Per non parlare del voltafaccia su Assad, il sanguinario dittatore di Damasco, prima promosso come l’indispensabile baluardo contro il terrorismo islamico e poi bombardato per l’uso presunto di armi chimiche, e diventato “principale ostacolo” a qualsiasi progetto pacificatore.

Il nordcoreano Kim Jong-un e la sua minaccia nucleare? “Sarei onorato di incontrarlo”, dice il capo della Casa Bianca dopo aver prospettato il primo bombardamento statunitense dopo la lontana guerra fra le due Coree. La concorrenza sleale della Cina? Si è ancora in attesa delle contromisure che devono punirla per l’invasione delle sue esportazioni: l’esitazione del tycoon non dipenderà anche dal fatto che Pechino è gran creditore dei titoli di stato americani?

E gli accordi di Parigi sul clima, da cancellare?
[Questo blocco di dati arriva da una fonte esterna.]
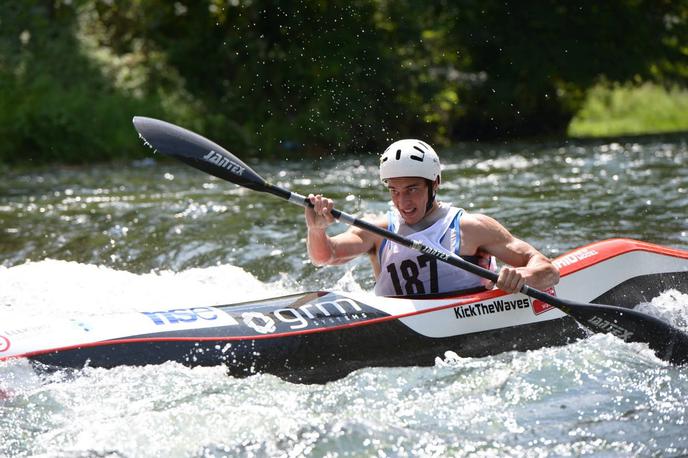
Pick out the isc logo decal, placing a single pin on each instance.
(182, 315)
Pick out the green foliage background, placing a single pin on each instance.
(277, 77)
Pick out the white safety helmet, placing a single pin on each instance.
(409, 158)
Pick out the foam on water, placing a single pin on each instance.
(52, 288)
(596, 396)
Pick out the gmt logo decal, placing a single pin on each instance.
(574, 257)
(489, 308)
(4, 344)
(607, 326)
(310, 315)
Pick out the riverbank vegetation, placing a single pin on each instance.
(275, 78)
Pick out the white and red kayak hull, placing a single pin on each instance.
(321, 336)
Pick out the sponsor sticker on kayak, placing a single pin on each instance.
(489, 308)
(4, 344)
(541, 306)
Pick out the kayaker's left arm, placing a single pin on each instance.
(526, 265)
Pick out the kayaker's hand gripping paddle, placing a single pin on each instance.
(668, 342)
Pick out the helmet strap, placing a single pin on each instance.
(431, 195)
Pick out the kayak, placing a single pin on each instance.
(315, 337)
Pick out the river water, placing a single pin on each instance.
(107, 238)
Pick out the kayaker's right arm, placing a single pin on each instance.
(338, 249)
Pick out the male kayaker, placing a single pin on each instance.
(411, 171)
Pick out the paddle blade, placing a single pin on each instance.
(668, 342)
(197, 151)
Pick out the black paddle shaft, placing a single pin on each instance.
(668, 342)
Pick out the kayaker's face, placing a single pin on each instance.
(410, 197)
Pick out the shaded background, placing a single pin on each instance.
(284, 78)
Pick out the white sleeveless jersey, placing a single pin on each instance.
(406, 272)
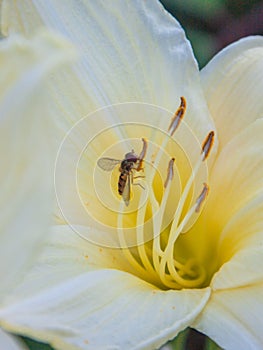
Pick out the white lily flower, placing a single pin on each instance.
(176, 268)
(26, 157)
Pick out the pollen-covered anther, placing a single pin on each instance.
(170, 172)
(207, 144)
(201, 198)
(178, 116)
(142, 155)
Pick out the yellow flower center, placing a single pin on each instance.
(156, 260)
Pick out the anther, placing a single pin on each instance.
(142, 155)
(170, 172)
(202, 197)
(207, 145)
(178, 116)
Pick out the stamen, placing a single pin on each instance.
(170, 172)
(202, 197)
(142, 155)
(178, 116)
(207, 145)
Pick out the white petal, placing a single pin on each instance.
(233, 85)
(140, 57)
(237, 176)
(9, 342)
(233, 318)
(25, 152)
(106, 309)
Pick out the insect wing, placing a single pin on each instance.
(108, 164)
(126, 195)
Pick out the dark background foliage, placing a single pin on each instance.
(210, 25)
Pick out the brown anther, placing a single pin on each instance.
(142, 155)
(178, 116)
(170, 172)
(207, 144)
(202, 197)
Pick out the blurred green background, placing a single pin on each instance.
(210, 25)
(213, 24)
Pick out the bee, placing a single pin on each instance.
(128, 165)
Sembra che anche papa Francesco, insieme a qualche avveduto consigliere, abbia insinuato il dubbio nel presidente: per soddisfare la lobby del carbone ci vorranno diversi anni, mentre anche dal mondo produttivo si alza la voce di chi sa bene che il motore del futuro sarà la green-economy.

E si potrebbe continuare. Certo, rimane l’annullamento dei trattati commerciali internazionali (che già erano nel mirino dei democratici nonché sepolti in Europa), e restano le mani libere lasciate a Israele anche in fatto di nuovi insediamenti. Una coerenza che sembra il miglior viatico per un altro disastro.